Pero existe, además el drama de inmigración ilegal que sufre España. Y este nos debe de abrirnos a ese problema con tan grave incidencia en nuestro país. El problema es que la situación ilegal no permite ayudas oficiales. Y es ahí donde la Iglesia se está volcando en la ayuda. La realidad es que al no tener recursos de la ninguna clase es fácil caer en la delincuencia. La crisis está produciendo muchos problemas y ese es uno de ellos. Independientemente de la situación jurídica estable de estos inmigrantes deben recibir toda la ayuda posible para no entrar en problemas gravísimos. En muchos de los casos, la repatriación ni es posible, ni ayuda a resolver el problema personal de los inmigrantes ilegales.

Este Día de la Caridad nos debe servir para ayudar a los hermanos –a todos—sin mirar si tienes papeles o no.
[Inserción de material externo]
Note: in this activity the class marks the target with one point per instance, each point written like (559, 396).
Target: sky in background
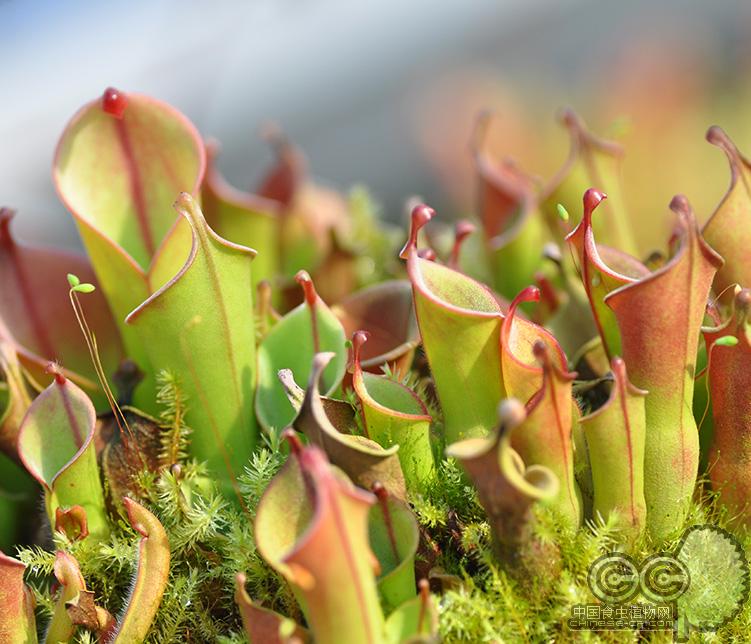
(354, 83)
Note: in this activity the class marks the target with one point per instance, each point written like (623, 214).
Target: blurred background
(385, 93)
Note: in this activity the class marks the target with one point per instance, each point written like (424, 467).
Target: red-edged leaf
(312, 527)
(545, 436)
(151, 578)
(362, 459)
(522, 374)
(386, 312)
(119, 172)
(591, 162)
(506, 487)
(36, 316)
(598, 277)
(56, 445)
(460, 323)
(393, 414)
(659, 318)
(264, 626)
(615, 436)
(242, 218)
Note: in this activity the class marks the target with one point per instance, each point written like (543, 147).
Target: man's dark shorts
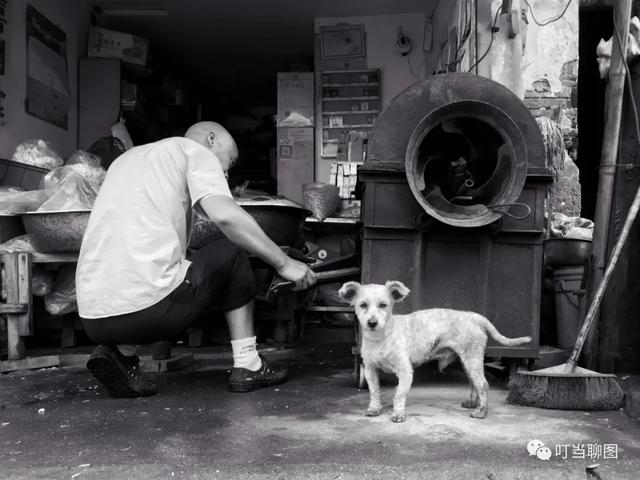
(220, 276)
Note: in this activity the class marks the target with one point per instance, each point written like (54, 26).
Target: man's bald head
(216, 138)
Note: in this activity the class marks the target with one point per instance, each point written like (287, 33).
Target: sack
(62, 298)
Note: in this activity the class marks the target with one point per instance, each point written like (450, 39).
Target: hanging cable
(544, 24)
(493, 29)
(634, 107)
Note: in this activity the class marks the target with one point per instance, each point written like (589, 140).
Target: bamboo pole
(613, 108)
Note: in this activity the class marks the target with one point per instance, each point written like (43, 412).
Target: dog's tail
(498, 337)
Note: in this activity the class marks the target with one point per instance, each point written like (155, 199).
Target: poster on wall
(47, 79)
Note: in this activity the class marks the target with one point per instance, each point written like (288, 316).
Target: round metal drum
(465, 142)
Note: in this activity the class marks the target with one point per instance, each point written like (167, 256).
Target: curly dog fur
(398, 343)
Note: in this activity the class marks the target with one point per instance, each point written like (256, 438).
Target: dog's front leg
(405, 379)
(373, 381)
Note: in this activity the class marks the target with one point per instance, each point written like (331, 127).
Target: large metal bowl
(566, 252)
(282, 221)
(57, 232)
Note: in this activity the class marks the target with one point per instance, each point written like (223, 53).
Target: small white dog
(397, 343)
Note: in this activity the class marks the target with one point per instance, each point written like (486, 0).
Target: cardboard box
(295, 161)
(129, 48)
(295, 99)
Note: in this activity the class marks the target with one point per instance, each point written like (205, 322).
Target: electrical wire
(457, 59)
(634, 107)
(493, 27)
(435, 9)
(544, 24)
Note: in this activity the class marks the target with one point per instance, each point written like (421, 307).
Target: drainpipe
(613, 108)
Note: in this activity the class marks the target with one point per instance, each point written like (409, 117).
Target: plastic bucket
(569, 300)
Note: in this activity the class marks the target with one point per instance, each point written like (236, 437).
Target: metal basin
(57, 232)
(565, 252)
(281, 219)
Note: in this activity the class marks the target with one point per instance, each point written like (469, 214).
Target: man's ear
(211, 139)
(397, 290)
(348, 291)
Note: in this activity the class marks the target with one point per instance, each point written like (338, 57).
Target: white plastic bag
(87, 165)
(68, 191)
(17, 245)
(37, 153)
(62, 298)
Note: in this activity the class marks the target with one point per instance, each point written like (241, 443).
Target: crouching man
(137, 283)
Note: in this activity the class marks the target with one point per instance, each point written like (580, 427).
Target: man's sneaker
(120, 375)
(245, 380)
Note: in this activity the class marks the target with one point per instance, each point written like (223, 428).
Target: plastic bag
(17, 244)
(68, 191)
(41, 281)
(87, 165)
(37, 153)
(62, 298)
(18, 202)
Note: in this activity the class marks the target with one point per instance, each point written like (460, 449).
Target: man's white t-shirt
(133, 251)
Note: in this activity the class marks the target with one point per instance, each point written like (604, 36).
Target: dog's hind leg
(473, 399)
(473, 362)
(405, 379)
(373, 381)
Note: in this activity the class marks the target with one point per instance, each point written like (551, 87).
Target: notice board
(47, 79)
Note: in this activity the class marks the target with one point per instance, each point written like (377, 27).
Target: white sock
(245, 354)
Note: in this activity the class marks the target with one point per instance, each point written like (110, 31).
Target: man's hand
(297, 272)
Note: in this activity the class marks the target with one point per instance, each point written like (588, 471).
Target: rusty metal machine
(453, 203)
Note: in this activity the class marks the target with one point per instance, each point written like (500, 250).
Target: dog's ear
(348, 291)
(397, 290)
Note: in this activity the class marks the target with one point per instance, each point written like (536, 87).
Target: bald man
(136, 282)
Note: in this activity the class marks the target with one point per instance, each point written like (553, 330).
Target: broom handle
(597, 298)
(614, 97)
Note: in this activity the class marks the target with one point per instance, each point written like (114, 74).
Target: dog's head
(373, 303)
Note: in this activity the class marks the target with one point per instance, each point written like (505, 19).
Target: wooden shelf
(351, 112)
(346, 99)
(362, 125)
(355, 89)
(355, 84)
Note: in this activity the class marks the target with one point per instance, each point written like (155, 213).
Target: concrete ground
(58, 424)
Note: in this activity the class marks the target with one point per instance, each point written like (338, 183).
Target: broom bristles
(589, 392)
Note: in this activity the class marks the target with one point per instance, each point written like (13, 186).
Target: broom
(567, 386)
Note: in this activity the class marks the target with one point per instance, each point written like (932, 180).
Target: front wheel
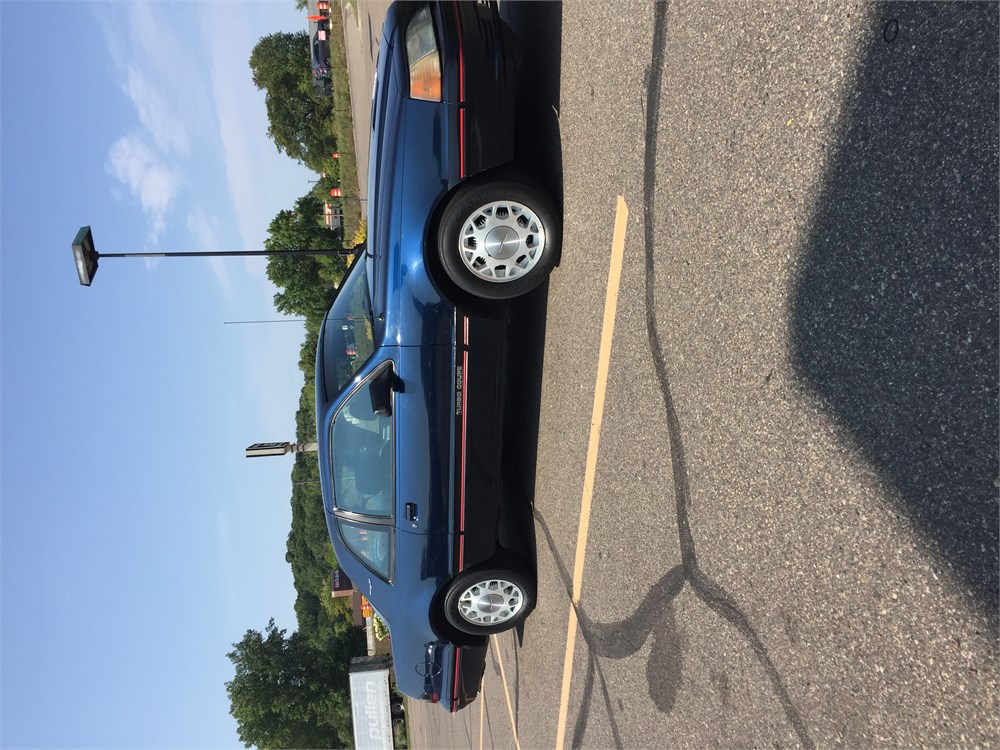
(499, 240)
(485, 601)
Sólo contemplando sus necesidades. Dios es amor. Y al amor debe ser el gran instrumento de nuestra solidaridad.

 

2.- LAS ELECCIONES EUROPEAS EN ESPAÑA

Ya en un editorial de la semana pasada dábamos una información previa sobre las elecciones europeas en España y sobre la dimensión doméstica que los dos principales partidos políticos –PP y PSOE—daban a estos comicios. Es decir, obviando casi totalmente los asuntos europeos se entraba de lleno en la política española. La cuestión es que el partido del Gobierno, el PSOE, ha perdido estas elecciones y que las ha ganado, con una cierta holgura el PP.

Es obvio que nuestro anterior editorial hacíamos un repaso de las cuestiones que deberían tenerse en cuenta por los votantes católicos y una era la nueva ley de aborto. La realidad es que en las primeras valoraciones de los líderes socialistas creen, que además del voto de castigo por la crisis económica es la referida ley del aborto la que puede haber restado votos al partido del Gobierno. Son muchos los que creen que era más prudente dejar la actual legislación como está y no abrir ese debate. Y en cuanto a la crisis económica es evidente que el Gobierno tardó mucho tiempo en admitirla e, incluso, negaba el deterioro que ya estaba sufriendo España.

La cuestión es que las próximas elecciones generales están previstas para 2012 y no hay presunción alguna que lleve a pensar que podrían adelantarse. Parece que el adelanto electoral no es deseado por ninguno de los dos partidos principales. De hecho, como estas elecciones europeas no producen variación alguna en el interior de España sólo pueden verse en lo que son: la elección a diputados al Parlamento Europeo de Estrasburgo y como un test de preferencias de los votantes españoles de cara a próximos comicios.